Hegde R S, Mastrianni J A, Scott M R, DeFea K A, Tremblay P, Torchia M, DeArmond S J, Prusiner S B, Lingappa V R
Department of Physiology, University of California, San Francisco, CA 94143-0444, USA.
Science. 1998 Feb 6;279(5352):827-34. doi: 10.1126/science.279.5352.827.
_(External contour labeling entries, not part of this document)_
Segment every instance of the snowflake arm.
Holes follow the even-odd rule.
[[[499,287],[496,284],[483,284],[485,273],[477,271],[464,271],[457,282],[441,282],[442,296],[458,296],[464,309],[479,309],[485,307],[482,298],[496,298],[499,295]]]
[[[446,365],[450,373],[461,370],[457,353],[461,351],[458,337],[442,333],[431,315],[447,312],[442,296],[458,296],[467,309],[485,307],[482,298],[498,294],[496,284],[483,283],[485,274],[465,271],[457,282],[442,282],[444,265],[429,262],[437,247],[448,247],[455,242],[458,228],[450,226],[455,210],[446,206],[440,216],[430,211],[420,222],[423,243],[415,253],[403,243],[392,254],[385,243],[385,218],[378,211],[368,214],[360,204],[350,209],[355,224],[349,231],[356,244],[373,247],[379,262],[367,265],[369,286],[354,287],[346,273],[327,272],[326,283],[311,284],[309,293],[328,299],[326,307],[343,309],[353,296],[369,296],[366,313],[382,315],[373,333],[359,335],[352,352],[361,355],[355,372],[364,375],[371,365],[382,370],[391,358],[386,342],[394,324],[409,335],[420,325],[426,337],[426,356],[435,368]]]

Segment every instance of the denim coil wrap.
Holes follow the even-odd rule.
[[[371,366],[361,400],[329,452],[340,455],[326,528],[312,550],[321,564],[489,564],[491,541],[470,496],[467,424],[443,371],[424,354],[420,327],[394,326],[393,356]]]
At the endoplasmic reticulum membrane, the prion protein (PrP) can be synthesized in several topological forms. The role of these different forms was explored with transgenic mice expressing PrP mutations that alter the relative ratios of the topological forms. Expression of a particular transmembrane form (termed CtmPrP) produced neurodegenerative changes in mice similar to those of some genetic prion diseases. Brains from these mice contained CtmPrP but not PrPSc, the PrP isoform responsible for transmission of prion diseases. Furthermore, in one heritable prion disease of humans, brain tissue contained CtmPrP but not PrPSc. Thus, aberrant regulation of protein biogenesis and topology at the endoplasmic reticulum can result in neurodegeneration.
在内质网膜上,朊病毒蛋白(PrP)可以以多种拓扑形式合成。通过表达改变拓扑形式相对比例的PrP突变体的转基因小鼠,对这些不同形式的作用进行了探索。一种特定跨膜形式(称为CtmPrP)的表达在小鼠中产生了类似于某些遗传性朊病毒疾病的神经退行性变化。这些小鼠的大脑含有CtmPrP,但不含有PrPSc,PrPSc是负责朊病毒疾病传播的PrP异构体。此外,在人类的一种遗传性朊病毒疾病中,脑组织含有CtmPrP,但不含有PrPSc。因此,内质网处蛋白质生物合成和拓扑结构的异常调节可导致神经退行性变。